Reasoning structure. Beyond claim-level calibration, is the argument structure logically valid?

We name these explicitly so a reader does not infer that the five-dimension profile is the complete picture. Future versions may add dimensions; this list is the public commitment to what is currently outside the profile's scope.

Transformation diff: measuring what an LLM does to decision-readiness

The decision-readiness profile applied independently to two documents tells you what each document looks like structurally. The transformation diff tells you what an LLM (or other transformation) DID to decision-readiness when it produced one document from the other. This is a Phase 1.5 extension built on top of the existing profile; it does not introduce new measurements, only a structured comparison of profile signals across a paired source / transformed pair.

We are not aware of another tool that publishes per-dimension decision-readiness deltas across LLM transformations. The measurement is novel; the methodology is the existing five-dimension profile applied to both halves of the pair.

What the diff measures

Per dimension, the diff reports:

source_value and transformed_value — the dimension's signal_value on each side of the pair
value_delta — the numeric change (transformed minus source). Positive deltas mean the transformation increased the signal value; whether that is favorable depends on the dimension
change_text — a plain-language sentence describing the change, including qualitative shifts (e.g., "Confidence Imbalance pattern emerged in transformation", "transformation dropped risks coverage")
moved — a boolean derived from the combination of value_delta and qualitative criteria; the synthesis narrative lists only dimensions where moved is true

The diff also carries an overall narrative naming WHAT CHANGED across the transformation, silent on dimensions that held steady. This is deliberate: a narrative that lists every dimension would dilute the signal a reader needs to act on.

How pairs are declared

A corpus entry's metadata.yaml can carry two optional fields naming its pair partner:

paired_with: the slug of the partner entry
transformation_kind: what the transformation was (e.g., source_document, llm_summary, llm_paraphrase, llm_translation)

The pair-diff harness (validation/decision_readiness/compute_pair_diffs.py) walks the corpus, identifies paired entries, and writes diff_with_{partner_slug}.json into both halves of each pair. Re-running the harness after a profile regeneration picks up the updated signals.

Limits the diff inherits from the profile

The diff is only as good as the profiles it compares. Every limitation named in the per-dimension sections above propagates to the diff: the boolean treatment of counterfactual loses information across transformations the same way it does in the single-document profile; the proxy chain of "construct -> signal -> proxy" applies to deltas too.

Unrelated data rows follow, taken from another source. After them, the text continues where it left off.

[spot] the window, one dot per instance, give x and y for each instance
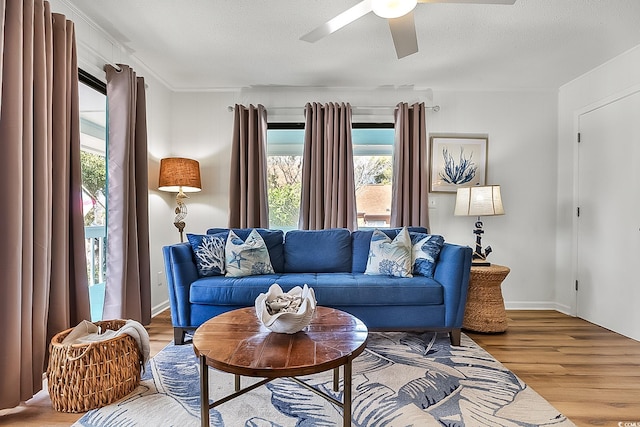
(372, 151)
(93, 150)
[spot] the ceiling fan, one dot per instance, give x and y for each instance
(399, 13)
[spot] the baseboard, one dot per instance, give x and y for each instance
(159, 308)
(530, 305)
(538, 305)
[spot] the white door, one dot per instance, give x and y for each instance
(609, 220)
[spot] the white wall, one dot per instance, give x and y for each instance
(531, 155)
(606, 81)
(522, 138)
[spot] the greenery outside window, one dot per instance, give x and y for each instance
(373, 165)
(93, 152)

A diff is a comparison of two proxies, not a measurement of "what the transformation actually did to decision quality." Construct-honesty is preserved by showing the per-dimension change_text alongside the synthesized narrative; readers can question the narrative by reading the specifics.

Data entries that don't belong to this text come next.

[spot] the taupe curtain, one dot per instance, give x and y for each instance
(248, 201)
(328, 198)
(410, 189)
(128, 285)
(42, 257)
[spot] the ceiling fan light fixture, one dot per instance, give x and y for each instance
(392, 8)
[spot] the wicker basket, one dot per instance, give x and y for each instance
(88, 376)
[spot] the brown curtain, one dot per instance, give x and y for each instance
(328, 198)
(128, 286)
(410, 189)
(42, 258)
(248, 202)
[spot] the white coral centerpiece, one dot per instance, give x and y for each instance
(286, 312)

Peer comparison: cross-LLM decision-readiness on the same question

The transformation diff above is directional (source -> derived). Peer comparison is non-directional: two independent peer responses to the same prompt are compared on each decision-readiness dimension. Neither peer is privileged as ground truth; the comparison surfaces relative structural differences.

The corpus already holds groups of peer responses (the four LLMs answering the bitcoin retirement question, the four LLMs answering the startup offer question). The peer-comparison harness (validation/decision_readiness/compute_peer_comparisons.py) discovers these via the optional peer_group field in metadata.yaml and computes pairwise comparisons within each group. With four members per group, six pairwise comparisons emerge per group automatically.

What peer comparison answers

Which peer addresses more analytical perspectives on this specific question?
Do the peers' calibration patterns differ structurally (hedge-ratio gap, presence-or-absence of Confidence Imbalance)?
Does only one peer engage with counterfactual thinking?
Are the differences concentrated on one dimension or distributed across many?

The narrative names dimensions where the two peers measurably differ; silent on dimensions where their profiles agree. As with the transformation diff, the no-verdict discipline holds: "differs on coverage" is reported, not "peer A is better than peer B."

Why the diff and the peer comparison are separate modules

The math is shared (per-dimension comparison of two profiles) but the narrative templates differ. A transformation diff says "the transformation dropped risks coverage"; a peer comparison says "only Claude addresses risks; Grok does not." Overloading one module with both narrative styles would obscure the distinct intents. Two modules, decision_readiness_diff and decision_readiness_peer, clarify the semantics each is committed to.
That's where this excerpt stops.